Responsible teacher for this lab is Gabriel Skantze. If you need any help with this lab, please send an email to gabriel@speech.kth.se, or come by with your laptop to my office.
You will experiment with and extend an existing VoiceXML application. The application is a very simple travel booking system. The application is not connected to any database, so the reservation is never stored. You will use a commercial platform called Voxeo Evolution.
Download booking.xml (the VoiceXML application) and grammar.xml (the grammar of what can be said) and place them on a web server, for example where you have your personal web site or in your public Dropbox folder. Check them and see if you understand their structure.
Goto Voxeo Evolution and register for an account.
Create a new application (Development, Europe, VoiceXML, Premium ASR/TTS, LON - Prophecy 11 VoiceMXL). Let the Voice URL point to the web address where you put booking.xml.

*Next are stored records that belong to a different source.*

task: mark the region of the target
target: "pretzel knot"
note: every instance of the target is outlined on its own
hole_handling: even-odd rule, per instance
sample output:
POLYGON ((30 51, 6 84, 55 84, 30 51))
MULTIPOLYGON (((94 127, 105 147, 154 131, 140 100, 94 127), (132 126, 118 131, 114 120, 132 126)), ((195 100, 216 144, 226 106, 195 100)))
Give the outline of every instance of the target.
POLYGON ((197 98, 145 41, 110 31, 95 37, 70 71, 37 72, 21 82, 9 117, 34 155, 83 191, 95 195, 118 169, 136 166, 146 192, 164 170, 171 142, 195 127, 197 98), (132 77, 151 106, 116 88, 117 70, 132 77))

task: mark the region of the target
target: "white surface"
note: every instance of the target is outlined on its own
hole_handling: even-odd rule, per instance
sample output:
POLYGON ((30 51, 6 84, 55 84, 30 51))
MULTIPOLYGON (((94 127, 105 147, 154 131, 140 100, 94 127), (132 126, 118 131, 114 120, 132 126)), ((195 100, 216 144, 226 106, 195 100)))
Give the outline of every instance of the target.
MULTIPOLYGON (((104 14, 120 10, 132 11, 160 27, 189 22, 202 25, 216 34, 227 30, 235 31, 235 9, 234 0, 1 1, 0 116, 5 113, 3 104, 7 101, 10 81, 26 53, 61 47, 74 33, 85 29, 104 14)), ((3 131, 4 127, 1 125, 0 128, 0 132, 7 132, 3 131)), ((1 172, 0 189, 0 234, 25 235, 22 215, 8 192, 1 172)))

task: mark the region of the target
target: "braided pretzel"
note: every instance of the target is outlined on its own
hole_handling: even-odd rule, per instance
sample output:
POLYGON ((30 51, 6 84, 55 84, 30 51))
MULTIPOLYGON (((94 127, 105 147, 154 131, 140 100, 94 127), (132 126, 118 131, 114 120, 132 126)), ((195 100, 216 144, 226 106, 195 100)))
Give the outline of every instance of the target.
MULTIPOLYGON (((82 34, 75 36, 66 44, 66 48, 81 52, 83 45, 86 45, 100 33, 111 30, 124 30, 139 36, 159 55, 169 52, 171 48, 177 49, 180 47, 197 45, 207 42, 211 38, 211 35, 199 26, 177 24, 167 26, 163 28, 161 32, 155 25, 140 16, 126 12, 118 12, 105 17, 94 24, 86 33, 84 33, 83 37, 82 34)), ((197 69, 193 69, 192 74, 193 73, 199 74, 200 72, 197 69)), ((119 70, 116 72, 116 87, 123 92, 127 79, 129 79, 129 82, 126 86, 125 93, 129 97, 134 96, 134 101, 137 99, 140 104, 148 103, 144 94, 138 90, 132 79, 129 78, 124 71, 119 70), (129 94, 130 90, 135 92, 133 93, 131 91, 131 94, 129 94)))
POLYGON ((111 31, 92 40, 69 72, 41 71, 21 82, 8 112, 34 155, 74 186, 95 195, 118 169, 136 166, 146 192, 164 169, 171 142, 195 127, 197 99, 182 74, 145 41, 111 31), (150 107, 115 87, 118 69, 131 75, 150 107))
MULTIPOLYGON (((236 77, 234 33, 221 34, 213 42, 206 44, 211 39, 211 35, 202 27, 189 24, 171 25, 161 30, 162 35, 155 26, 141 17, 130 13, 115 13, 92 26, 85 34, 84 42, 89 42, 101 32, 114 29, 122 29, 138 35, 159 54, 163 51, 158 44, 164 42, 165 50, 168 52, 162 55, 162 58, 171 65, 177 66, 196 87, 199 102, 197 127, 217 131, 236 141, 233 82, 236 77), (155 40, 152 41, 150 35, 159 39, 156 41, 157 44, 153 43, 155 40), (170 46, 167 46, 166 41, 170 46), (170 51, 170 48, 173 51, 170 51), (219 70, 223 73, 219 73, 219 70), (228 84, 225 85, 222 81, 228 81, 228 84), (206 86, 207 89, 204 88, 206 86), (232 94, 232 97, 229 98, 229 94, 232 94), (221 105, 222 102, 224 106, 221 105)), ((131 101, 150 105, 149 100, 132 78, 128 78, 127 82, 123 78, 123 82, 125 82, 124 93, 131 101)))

When you have created the application, you can see how to call the application under Contact Methods. You can either call the landline number (starting with 08), or use a SIP client, such as Blink.
Try to call a few times and say different things. Note that initially, only trips between Paris and London can be performed. Try to fill one slot at a time or several slots at once. Check what can be said in the grammar (which is initially very limited). Examples:
If the voice keeps interrupting itself, it is probably picking its own voice or some noise. Try to use a headset and/or lower the volume of of the speaker and/or microphone.
Use a text editor of your choice, preferably an XML-aware editor such as EditiX Lite, Eclipse or Microsoft Visual Studio . The files are linked to DTD files which can be used to check that the syntax is correct. If you use an XML editor that does syntax checking (i.e. that the document is both well-formed and validates to the DTD), you will avoid doing a lot of the most common errors, since the Voxeo platform is not very helpful when it comes to debugging.
If everything works, you are ready for some exercises!
If the system doesn’t understand, it just says ”Sorry, I don’t understand”. If the user is silent, it says “I’m sorry I can’t hear you”.
The grammar is limited. The user can only travel between Paris and London. Time can only be stated in hours, like “five o’clock”.
After the booking is done, it is confirmed by the system, but the user has no chance of correcting it.
The speech synthesis quality could possibly be improved.
Write a report about the lab. Include the final vxml and grammar files. Discuss the following issues:
In your discussion, relate to the contents in the lectures and possibly the literature.
The report should be at least 2 pages (normal formatting), excluding the XML code.